千代建、米LNG事業追加費用で赤字転落-自己資本急減49億円に
みずほ証券の伊藤辰彦アナリストらは25日付のリポートで、同日発表された内容に関する「印象はニュートラル」とした上で、直近の株価下落によって24年3月期損失見通しの影響はおおむね織り込まれていたと考えられるとした。ただ、「自己資本比率はかなり低い水準にとどまると考えられ、本件および他の案件で追加費用が生じた場合、債務超過に陥る可能性が高い」とも指摘した。
千代建は25日の発表で、ザクリのプロジェクトからの離脱の可能性に伴う今後のプロジェクト完工に向けて必要と見込まれる十分な費用を見積もったとした。また、現時点で約1000億円程度の手元現預金を持っており、業務運営に支障はないという。
千代建によると、ザクリの離脱後に顧客と残りの合弁相手企業と速やかに短期的な遂行計画や完工までの長期的な計画に合意することとなっている。
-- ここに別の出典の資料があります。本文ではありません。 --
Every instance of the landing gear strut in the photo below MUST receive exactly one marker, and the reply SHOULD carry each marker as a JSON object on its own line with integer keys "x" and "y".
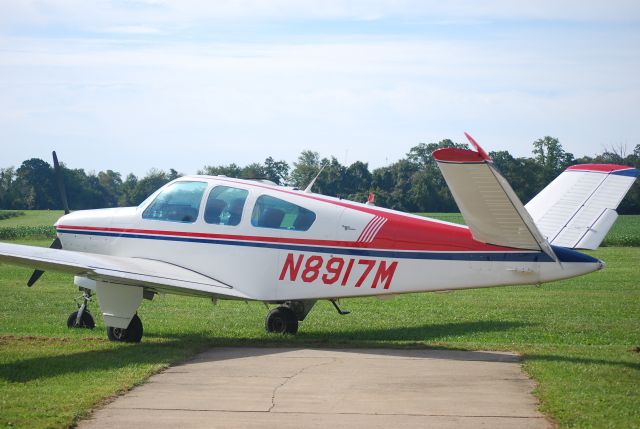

顧客との契約交渉の進展を図るとともに、24年7-9月期以降に合意内容を踏まえ採算の見直しを実施し、自己資本の回復を目指すとした。
太田社長は、今回引き当てた370億円はプロジェクトのコスト超過分を顧客が一切負担してくれないという保守的な前提に基づいており、同費用については「基本的には全額取り戻すつもりで交渉していく」と述べた。資金繰りには問題ないこともあり、前回の経営危機時に支援した三菱商事などから再び財務支援を受ける考えは現時点でないと明言した。
千代建の米子会社などのJVは19年、カタール国営石油会社のカタールエナジーと米エクソンモービルのJVが進めるゴールデンパスプロジェクトの設計、調達、建設業務を受注したと発表。千代建によると、契約当初の為替レート換算でプロジェクト総額は約1兆円とされていた。
太田社長は、現時点で想定されるプロジェクトのコストは合弁相手企業が計算している最中なため具体的な金額については言及を控えるとした。チャプター11を申請したザクリが担当していた工事の大部分については再開許可が裁判所から出ておらず、プロジェクトの工期は遅れる見通しであるとし、今後顧客といつまでの完工を目指すか協議を進めていくと述べた。